Farmer’s cheese is meant to be eaten soon. It will keep, refrigerated in an airtight container, for four or five days, though in my experience it rarely makes it that long. If the curds begin to dry out, stir in a spoonful of the reserved whey or a small splash of milk and it comes right back.

And do save the whey. Use it in place of water when you bake bread. Stir it into soup. Give it to the chickens. Nothing from this process needs to go to waste.
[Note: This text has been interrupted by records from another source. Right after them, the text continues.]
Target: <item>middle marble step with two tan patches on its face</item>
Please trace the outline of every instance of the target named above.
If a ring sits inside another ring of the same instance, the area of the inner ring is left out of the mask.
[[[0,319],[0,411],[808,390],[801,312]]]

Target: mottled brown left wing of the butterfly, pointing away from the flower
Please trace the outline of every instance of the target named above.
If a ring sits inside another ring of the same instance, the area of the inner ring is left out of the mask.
Rustic charcuterie board with a homemade herbed farmers cheese wheel, fresh strawberries, salami, crackers, and a glass milk bottle

Fresh Homemade Farmer’s Cheese

With just a half-gallon of whole milk, a splash of vinegar, and a pinch of salt, you can make a soft, fresh farmer’s cheese right in your own kitchen – no special skills, no fancy equipment, and no goats required. This is simple, old-fashioned cheesemaking the way farm kitchens have always done it: ready in an afternoon, gone by evening. Stir in a handful of fresh chives or whatever herbs the garden has to offer, press it into a round, and set it on a board with crackers and fruit.
Prep Time 10 minutes
Cook Time 20 minutes
Rest & Drain 30 minutes
Total Time 1 hour
Course: Appetizers and Snacks
Cuisine: American

Ingredients
  

  • – ½ gallon pasteurized whole milk not ultra-pasteurized
  • – ¼ cup white vinegar
  • – 1 teaspoon kosher salt
  • – 3 tablespoons finely chopped fresh chives dill, or wild garlic chives (optional, but recommended)

Equipment

  • Large heavy-bottomed pot or Dutch oven
  • Long-handled spoon for stirring
  • Instant-read or candy thermometer (optional, but helpful)
  • Cheesecloth
  • Colander
  • Large bowl (to catch the whey)
  • Ladle
  • Knife and cutting board (for herbs)
  • Two plates (if pressing into a wheel)

Method
 

  1. Pour the milk into a large, heavy-bottomed pot and heat over medium to medium-low, stirring occasionally to prevent scorching. Heat until small bubbles form around the edges and the milk is steaming and very nearly at a boil – around 190°F if you’re using a thermometer. Remove from heat.
  2. Pour in the vinegar and stir gently. The milk will begin separating into curds and whey within moments. Give it one slow stir, then set it aside and let it rest, undisturbed, for 15 minutes.
  3. While the curds rest, line a colander with a double layer of dampened cheesecloth and set it over a large bowl.
  4. If you’re adding herbs, stir them gently into the curds now.
  5. Ladle the curds and whey into the cheesecloth-lined colander. Let it drain for a few minutes, then gather the cloth around the curds and squeeze gently. Press more firmly for a crumblier cheese; leave more moisture in for something spreadable.
  6. Transfer the curds to a bowl, stir in the salt, and taste. Add a spoonful of reserved whey if the cheese seems drier than you’d like.
  7. To serve loose: transfer to a bowl and use immediately, or refrigerate.
  8. To shape into a wheel: keep the curds in the cheesecloth and press into a round mound on a plate. Set a second plate on top and press gently to form a disc about 1 to 1½ inches thick. Refrigerate, still wrapped, for at least one hour before unwrapping and serving.

Notes

Keeps in the refrigerator for 4 to 5 days.